Perkins Delivers Keynote, Publishes
15 July 2014 Perkins Delivers Keynote, Publishes
Wesley Perkins, professor of sociology, recently delivered the invited keynote address, The Social Norms Approach to Student Substance Abuse Prevention: Successful Intervention Practices and Current Research Issues, for the Fourth European Symposium on Substance Use and Abuse among University Students.
The Symposium is an event which every two years brings together researchers, educators, policymakers and healthcare practitioners with an interest in the issue of substance use in student populations throughout Europe. It was hosted this year by the Leibniz Institute for Prevention Research and Epidemiology, associated with the University of Bremen in Bremen, Germany. Perkins also presented a separate research presentation at the conference, Impact Assessment of a Multi-Site Social Norms Intervention Targeting Student-Athlete High Risk Drinking, based on research conducted at nine colleges and universities in the United States.
Additionally, a new publication by Perkins titled Misperception is Reality: The Reign of Error About Peer Risk Behaviour Norms Among Youth and Young Adults appeared as a chapter in a book, The Complexity of Social Norms edited by Maria Xenitidou and Bruce Edmonds and published during the last week in June by Springer International.
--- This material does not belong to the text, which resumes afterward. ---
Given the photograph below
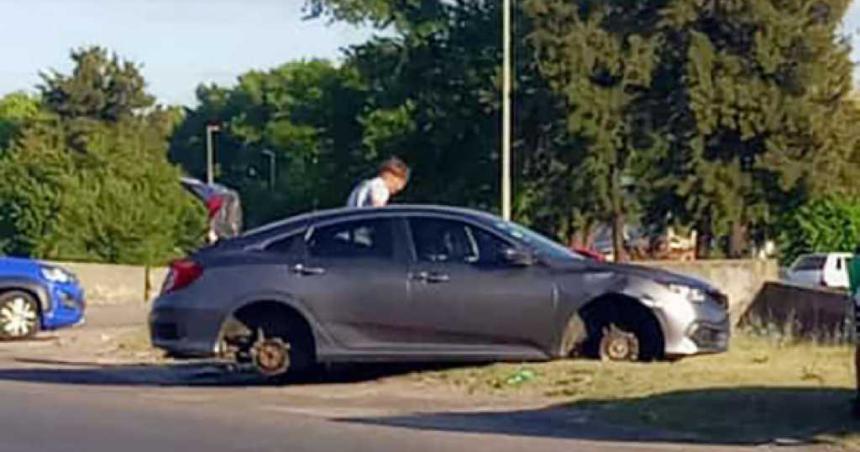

The chapter reviews social norms theory and growing empirical research in the United States and internationally. It explains the influence of misperceived norms on personal risk behaviors, a topic on which Perkins has devoted much of his academic career.
Perkins is a graduate of Purdue University, and he received his M.A., M. Div., M. Phil. and Ph.D. from Yale University. He is the author of dozens of journal articles and is editor of a book on the social norms approach to substance abuse prevention, and has been honored with national awards for his work in preventing alcohol and drug abuse in colleges and universities.
Perkins and David Craig, professor of chemistry, direct the Hobart and William Smith Colleges Alcohol Education Project that has received multiple awards from the U.S. Department of Education and they are currently conducting a social norms project to reduce alcohol abuse among young Airmen at selected bases in the U.S. and abroad.